AI won't fix a broken process — it will scale it
There’s a hope underneath a lot of AI projects that no one quite says out loud: that the technology will somehow fix the underlying mess. That if we point a smart enough model at our tangled, undocumented, half-agreed process, it’ll bring order to it.
It won’t. AI doesn’t fix a broken process. It scales it — and a broken process running faster is worse, not better.
Automation is an amplifier
A process is a set of decisions and steps. Automating it doesn’t change the decisions; it just runs them more times, more quickly. If those decisions are sound, you get leverage.
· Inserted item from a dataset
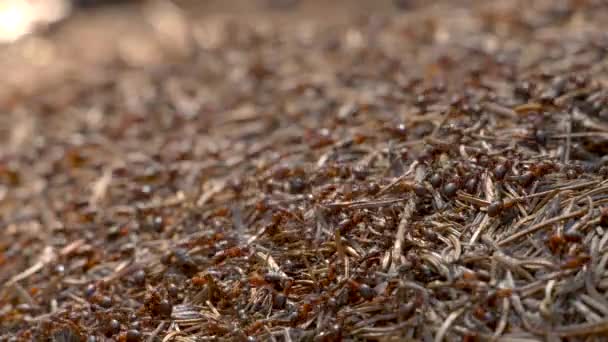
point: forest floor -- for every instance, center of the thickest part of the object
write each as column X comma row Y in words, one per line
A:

If they’re confused — unclear ownership, undefined inputs, exceptions handled by whoever happens to be around — you get the same confusion at higher volume and lower visibility.
The mess doesn’t disappear. It moves somewhere harder to see, which is the most expensive place for a problem to live.
AI as a clarity test
Here’s the useful part. To hand a process to a model, you have to describe it: what the inputs are, what “done” looks like, what the rules and edge cases are. And that act of description is brutally honest. Teams that sit down to automate a process routinely discover they never actually agreed on how it works.
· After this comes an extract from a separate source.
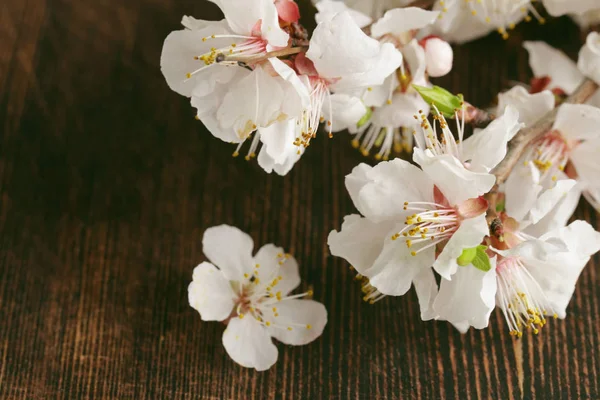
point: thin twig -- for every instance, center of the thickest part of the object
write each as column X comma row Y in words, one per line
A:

That’s not the AI failing. That’s the AI surfacing something that was always true and always costing you — you just couldn’t see it while a human was quietly papering over the gaps.
The order of operations
So the sequence matters. Don’t automate, then hope for clarity. Get clarity, then automate:
- Map the process honestly, including the exceptions people handle on instinct.
- Fix what’s obviously broken — the ambiguous ownership, the undefined steps — while it’s still cheap to fix in a conversation rather than in code.
- Then bring in the tool, to scale something that actually works.
The teams getting real value from AI aren’t the ones with the best models. They’re the ones whose processes were clear enough to hand off in the first place. The technology is the easy part. The clarity is the work.